Kira Alacağı İcra Takibi-Zaman Aşımı-İtiraz

Kira Alacağı İcra Takibi-Zaman Aşımı-İtiraz

Kira Alacağı İcra Takibi-Zaman Aşımı-İtiraz

T.C. Yargıtay Başkanlığı - 3. Hukuk Dairesi

Esas No.: 2017/2766
Karar No.: 2017/2464
Karar tarihi: 06.03.2017

tespit davası • kira bedeli • kötüniyet tazminatı • cevap dilekçesi • basit yargılama usulü • ön inceleme • ilk itirazlar • davanın kabulü

MAHKEMESİ :SULH HUKUK MAHKEMESİ

Taraflar arasındaki itirazın iptali davasının mahkemece yapılan yargılaması sonucunda, davanın kabulü yönelik olarak verilen hükmün, süresi içinde davalı tarafından temyiz edilmesi üzerine; temyiz dilekçesinin kabulüne karar verildikten sonra, dosya içerisindeki kağıtlar okunup gereği düşünüldü:

Y A R G I T A Y K A R A R I

Davacı vekili dilekçesinde; müvekkili ... ile davalı arasında 01/04/2003 başlangıç tarihli 9 ay süreli kira sözleşmesinden kaynaklanan ve 01.06.2003- 01.12.2003 tarihleri dahil ödenmeyen 7 aylık kira bedeli 1.169.00.-TL ve bu kiraların aylık gecikme bedelleri toplamı olan 4.534.60.-TL alacağın tahsili amacı ile Malkara İcra Müdürlüğü'nün 2012/1114 Esas sayılı dosyası ile icra takibi başlattıklarını, davalı borçlunun haksız yere borca itiraz ettiğini ileri sürerek itirazın iptali ile takip konusu alacağın %20 sinden az olmamak üzere tazminata karar verilmesini istemiştir.

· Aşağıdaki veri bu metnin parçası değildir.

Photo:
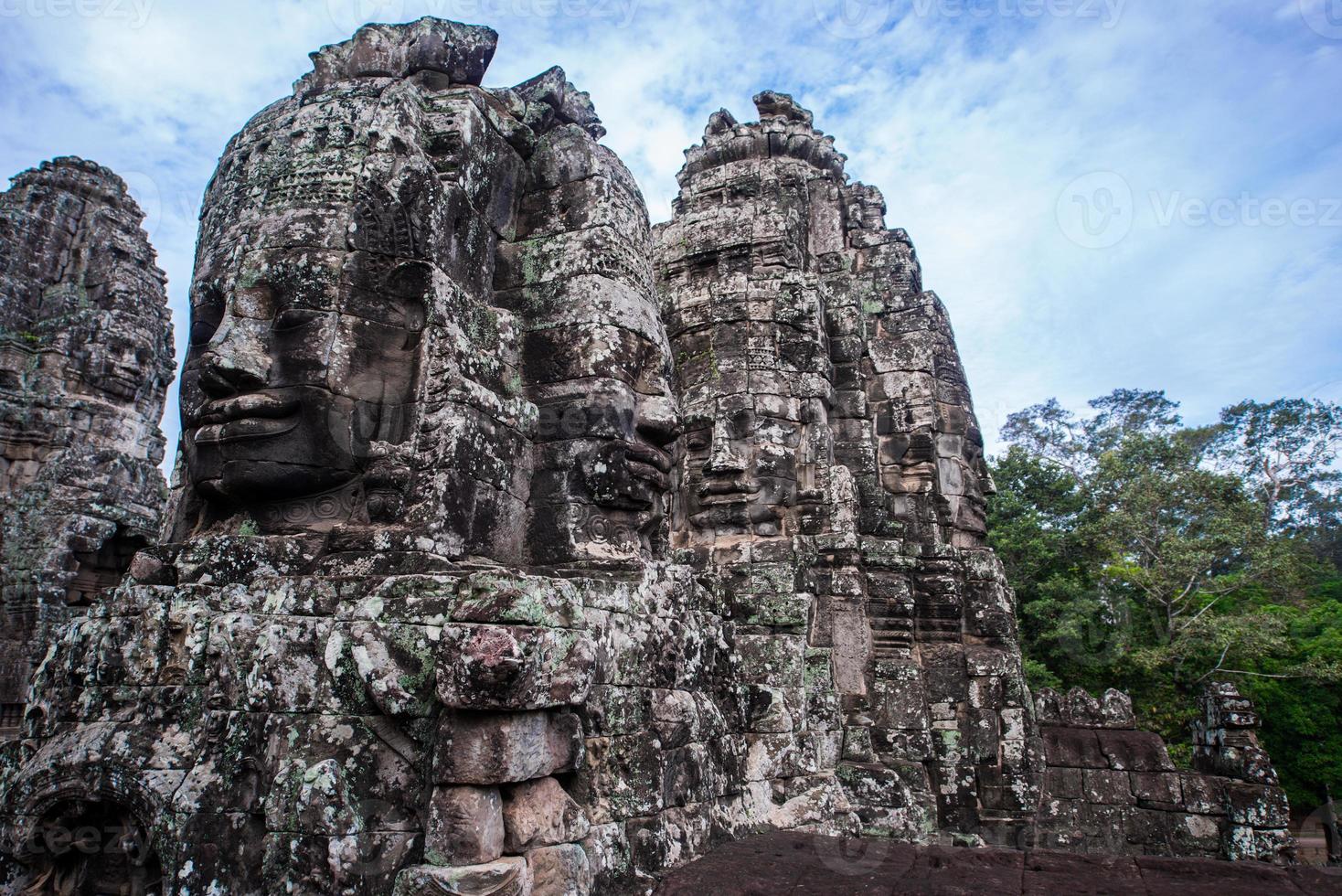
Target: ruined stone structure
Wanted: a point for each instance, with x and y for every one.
(519, 549)
(1113, 789)
(85, 359)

Davalı, Malkara İcra Müdürlüğü'nün 2012/1114 Esas sayılı dosyasına süresinde sunduğu itiraz dilekçesinde icra takibine konu olan kira alacağının beş yıllık zamanaşımına uğradığını savunarak borca itirazda bulunmuş ve açılan itirazın iptali davasındada 11.03.2015 tarihli celsede davanın reddini dilemiştir.

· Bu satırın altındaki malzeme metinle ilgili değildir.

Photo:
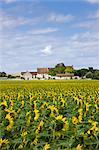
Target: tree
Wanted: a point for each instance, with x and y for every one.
(69, 69)
(81, 72)
(3, 74)
(89, 75)
(91, 69)
(96, 75)
(60, 65)
(52, 72)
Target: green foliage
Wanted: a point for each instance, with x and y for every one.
(69, 69)
(3, 74)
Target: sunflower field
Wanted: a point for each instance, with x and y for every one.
(49, 115)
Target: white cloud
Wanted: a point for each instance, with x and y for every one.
(9, 1)
(92, 1)
(43, 31)
(47, 50)
(94, 15)
(91, 24)
(7, 22)
(60, 17)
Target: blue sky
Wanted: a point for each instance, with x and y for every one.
(42, 33)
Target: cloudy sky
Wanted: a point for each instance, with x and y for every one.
(42, 33)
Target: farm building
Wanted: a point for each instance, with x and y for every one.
(65, 76)
(29, 75)
(42, 70)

Mahkemece, Davanın kabulü ile Malkara İcra Müdürlüğü'nün 2012/1114 icra sayılı dosyasında başlatılan asıl alacak miktarının 1.169,00 TL gecikme zammın da 3.365,60 TL ki toplam 4.534, 60 TL üzerinden itirazın iptaline bu miktar üzerinden takibin devamına karar verilmiş; hüküm, davalı tarafından temyiz edilmiştir.

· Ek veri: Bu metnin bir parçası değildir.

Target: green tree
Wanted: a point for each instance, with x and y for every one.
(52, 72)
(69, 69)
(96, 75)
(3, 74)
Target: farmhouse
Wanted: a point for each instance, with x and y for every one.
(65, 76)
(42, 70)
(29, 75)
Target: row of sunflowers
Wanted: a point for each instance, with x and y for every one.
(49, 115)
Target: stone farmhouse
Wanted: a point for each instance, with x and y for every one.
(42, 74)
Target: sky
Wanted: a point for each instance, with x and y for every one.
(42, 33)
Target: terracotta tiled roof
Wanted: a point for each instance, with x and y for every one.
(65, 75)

1-) Dava; ilamsız takip yolu ile kira alacağının tahsili için yapılan icra takibine borçlu/davalı tarafın yaptığı itirazın iptali istemine ilişkindir.

Dava tarihinde yürürlükte bulunan 6098 Sayılı TBK'nun 147/1 maddesi (BK 126 /1-1 Maddesi ) gereğince kira bedeline ilişkin alacaklar yönünden zamanaşımı süresi 5 yıldır.

-2-

6100 Sayılı HMK'nun 114. maddesinde dava şartları, aynı kanunun 116.maddesinde ise ilk itirazlar düzenlenmiştir. Zamanaşımı, 6100 Sayılı HMK'da dava şartı olarak düzenlenmediğinden HMK'nın 115.md.göre mahkemenin kendiliğinden araştıracağı hususlardan olmadığı gibi HMK 116.md. ve 319. Maddesine göre de cevap dilekçesinde ileri sürülmesi gereken ilk itirazlardan da değildir.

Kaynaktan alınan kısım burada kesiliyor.